NavList:
A Community Devoted to the Preservation and Practice of Celestial Navigation and Other Methods of Traditional Wayfinding
From: Bob Goethe
Date: 2017 Nov 22, 14:00 -0800
I have struggled a bit in reading some posts here about the cocked hat and the "symmedian point". I feel like I walked into the middle of a conversation, and searching did not really seem to get me in on the beginning of that conversation...at least not in a way that I could understand. Wikipedia was of no help.
I have seen a statistical analysis suggesting that where errors in LOPs are plus-or-minus some amount, that the odds of your actual position being inside the cocked hat are around 25% (MWSnap007.bmp).
I played around with this graphically, and came up the other attached images (MSsnap001 to 006). I would appreciate help from you all in testing my inferences from these images.
First, as I look at the overlapping areas of uncertainty around the LOPs, it would seem that my most-probable-position lies in an area that includes the cocked hat, but extends outside the cocked hat into triangular zones lying outside the cocked hat, and sharing a side with it. This is the zone that has the darkest shade of grey.

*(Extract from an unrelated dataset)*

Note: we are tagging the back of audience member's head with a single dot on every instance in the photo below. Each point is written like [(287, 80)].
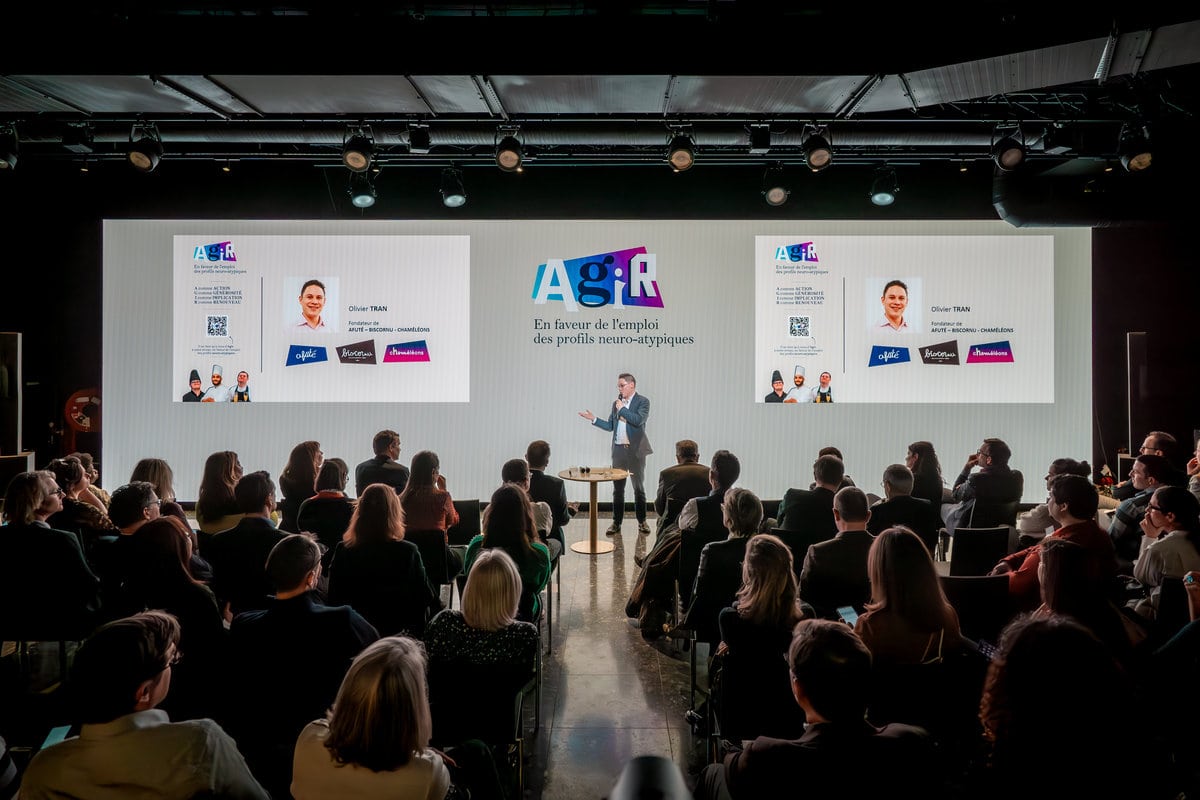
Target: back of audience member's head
[(851, 505), (833, 668), (904, 579), (291, 561), (130, 501), (1077, 493), (27, 495), (381, 719), (333, 475), (253, 492), (383, 440), (828, 470), (538, 453), (899, 477), (492, 593), (113, 663), (159, 474), (767, 596), (377, 517), (508, 519), (743, 511), (725, 468), (515, 470)]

Second, it may be that I can't REALLY pick a single point for a "fix"...but if I do it anyway, I could choose a point at the center of the cocked hat (the dashed-blue lines)...OR I could choose the center point of the rather larger triangle that includes the cocked hat, but lies outside it (the dashed-yellow lines). This is the zone that the darkest shade of grey due to the overlapping zones of uncertainty.
Third, if there is a use for this visual approach to determining uncertainty around the cocked hat, it could possibly be done while at sea, on a plotting sheet, by using three different colors of highlighter, drawing zones to either side of each of my LOPs...such that I could end up with different colors on the page...with presumably the darkest color zone representing a zone of most probable position.
Thank you all in advance for thinking with me on this.